SAN DIEGO–The popularity and availability of unmanned aerial vehicles or drones is creating serious concerns for firefighters. During the recent “North Fire” in San Bernardino, five drones flown by civilians forced the grounding of the entire aerial firefighting attack team.
Fully loaded air tankers sat idle for 25 minutes while the fire grew because officials had no way to contact the drones’ operators. The drones not only increased the fire’s destruction but also put pilots and firefighters in mortal danger.
“I cannot allow recreational drones to cripple one of our most valuable resources during a wildfire,” said Chairman Bill Horn. “This is a serious problem and we can send that message loud and clear through harsher punishments for drone operators who interfere with firefighting efforts.”
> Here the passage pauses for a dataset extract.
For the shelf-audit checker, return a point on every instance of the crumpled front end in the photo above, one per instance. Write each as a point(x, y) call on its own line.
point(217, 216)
Today, the Board of Supervisors unanimously joined in support of House of Representatives Bill 3025 and Senate Bill 167 to increase penalties for operators of unmanned aerial vehicles who get in the way of aerial firefighting efforts. Rogue drone users could face criminal prosecution, jail time and huge fines. They can also be held liable for any damages that result from their actions.
“I think drone technology has great potential to be used in exciting new ways,” said Chairman Horn. “But in the event of a wildfire, if you fly we can’t fly. It is time to make sure drones do not compromise the safety of firefighters or their efforts to protect lives and property.”
The State Legislature is expected to take action on the bill by the end of this session in mid September.